Glaube, Theologie und Kirche – Theologen und Gemeinschaft

So wie sich das Thema „Glaube und Vernunft“ als roter Faden durch die Theologie Joseph Ratzingers/Papst Benedikt XVI. zieht, prägt auch die Betonung der notwendigen Verbindung von Theologischer Wissenschaft und Kirchlichkeit des Theologen sein Nachdenken über die Theologie und seine Anregungen für die akademisch betriebene Theologie. Im Folgenden werden aus den unzähligen Gelegenheiten, bei denen sich Joseph Ratzinger als Theologe, Bischof und Papst zu diesem Thema engagiert äußerte, nur ein paar, eher unbekannte Beiträge ausgewählt, die alle um die Frage kreisen: Wie kann man heute in rechter Weise, auch mit Spannungen, Theologe sein? Man kann sie als Perlen auflesen und als Beitrag zum Selbstverständnis eines Theologen und einer Theologin heute durchblättern.

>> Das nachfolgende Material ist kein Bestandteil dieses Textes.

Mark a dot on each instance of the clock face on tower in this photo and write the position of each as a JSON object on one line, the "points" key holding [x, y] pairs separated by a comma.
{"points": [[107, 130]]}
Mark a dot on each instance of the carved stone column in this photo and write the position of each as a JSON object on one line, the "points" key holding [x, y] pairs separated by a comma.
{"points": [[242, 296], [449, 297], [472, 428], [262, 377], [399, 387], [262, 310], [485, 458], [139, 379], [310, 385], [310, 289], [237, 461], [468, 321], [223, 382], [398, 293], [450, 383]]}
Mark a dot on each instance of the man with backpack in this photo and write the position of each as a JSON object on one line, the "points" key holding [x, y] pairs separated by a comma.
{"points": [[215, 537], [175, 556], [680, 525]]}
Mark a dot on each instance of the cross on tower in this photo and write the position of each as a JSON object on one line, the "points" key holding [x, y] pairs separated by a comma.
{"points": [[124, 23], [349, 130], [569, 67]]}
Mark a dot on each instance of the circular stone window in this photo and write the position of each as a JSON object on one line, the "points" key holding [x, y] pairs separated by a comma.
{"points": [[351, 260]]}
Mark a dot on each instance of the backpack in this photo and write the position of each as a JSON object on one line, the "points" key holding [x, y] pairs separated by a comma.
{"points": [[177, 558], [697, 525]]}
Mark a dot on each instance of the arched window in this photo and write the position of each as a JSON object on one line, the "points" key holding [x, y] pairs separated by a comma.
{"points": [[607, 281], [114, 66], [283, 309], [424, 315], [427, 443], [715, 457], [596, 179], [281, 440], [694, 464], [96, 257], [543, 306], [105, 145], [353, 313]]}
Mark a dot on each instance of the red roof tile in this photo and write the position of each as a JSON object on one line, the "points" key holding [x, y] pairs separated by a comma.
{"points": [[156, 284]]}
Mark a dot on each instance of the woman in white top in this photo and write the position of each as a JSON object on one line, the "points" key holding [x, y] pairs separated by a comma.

In seinem Festvortrag aus Anlaß des 75. Geburtstages von Kardinal Hermann Volk, Bischof von Mainz, sagte der Theologieprofessor Joseph Ratzinger 1978 unter der Frage „Was ist Theologie?“:

Es war eine unerhörte Wende, als Abaelard Theologie aus dem Raum des Monasterium und der Kirche in den Hörsaal und damit in die akademische Neutralität übertrug. Trotzdem war auch in den folgenden Jahrhunderten immer klar geblieben, daß man Theologie nur im Kontext einer entsprechenden geistlichen Praxis und mit der Bereitschaft studieren kann, sie gleichzeitig als Lebensanspruch zu verstehen. Mir scheint, daß wir eigentlich erst nach dem Zweiten Weltkrieg und vollends nach dem Zweiten Vatikanischen Konzil dazu gekommen sind, daß Theologie pur akademisch studiert werden kann wie irgendein exotisches Objekt, von dem man sich Kenntnisse erwirbt, deren Weitergabe dem Lebensunterhalt dient. Aber so wie man schwimmen nicht ohne Wasser lernen kann und Medizin nicht ohne den Umgang mit dem kranken Menschen, so kann man Theologie nicht erlernen ohne die geistigen Vollzüge, in denen sie lebt.

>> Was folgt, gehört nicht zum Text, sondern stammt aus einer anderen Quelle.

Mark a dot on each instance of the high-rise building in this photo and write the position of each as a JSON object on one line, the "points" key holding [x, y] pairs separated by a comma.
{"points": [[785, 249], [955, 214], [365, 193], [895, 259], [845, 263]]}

(IKaZ Communio 8 (1979), 121-128; 127 f.)

In der Generalaudienz am 4. November 2009 kam Papst Benedikt XVI. nochmals auf Abaelard zu sprechen, dieses Mal beschrieb er die große Auseinandersetzung, die sich im 12. Jahrhundert zwischen Abaelard und Bernhard von Clairvaux abspielte. Er betonte dabei die Berechtigung und spezifisch kirchliche Charakteristik theologischer Auseinandersetzungen:

Was können wir, heute, aus der mit oft heftigen Tönen geführten Auseinandersetzung zwischen Bernhard und Abaelard und im Allgemeinen zwischen der monastischen und der scholastischen Theologie lernen? Vor allem glaube ich, dass sie den Nutzen und die Notwendigkeit einer gesunden theologischen Diskussion in der Kirche zeigt. Vor allem dann, wenn die diskutierten Fragen nicht vom Lehramt definiert worden sind, das, wie dem auch sei, ein unaufgebbarer Bezugspunkt bleibt. Der heilige Bernhard, aber auch Abaelard, anerkannten immer ohne Zögern die Autorität. Die Verurteilungen, die Letzterem widerfuhren, erinnern uns daran, dass im Bereich der Theologie ein Gleichgewicht zwischen dem gegeben sein muss, was wir die architektonischen Prinzipien nennen können, die durch die Offenbarung gegeben worden sind. (…)
Ich möchte schließlich daran erinnern, dass die theologische Auseinandersetzung zwischen Bernhard und Abaelard in einer vollen Versöhnung der beiden zu ihrem Abschluß kam. Dies geschah dank der Vermittlung eines gemeinsamen Freundes, des Abts von Cluny, Petrus Venerabilis. Abaelard bewies Demut, indem er seine Irrtümer anerkannte, Bernhard zeigte große Güte. Bei beiden überwog das, was wirklich am Herzen liegen muss, wenn eine theologische Kontroverse auftritt, das heißt: den Glauben der Kirche zu schützen und die Wahrheit in der Liebe triumphieren zu lassen. Dies möge auch heute die Haltung sein, mit der in der Kirche die Auseinandersetzungen geführt werden, während das Ziel stets die Suche nach der Wahrheit bleibt.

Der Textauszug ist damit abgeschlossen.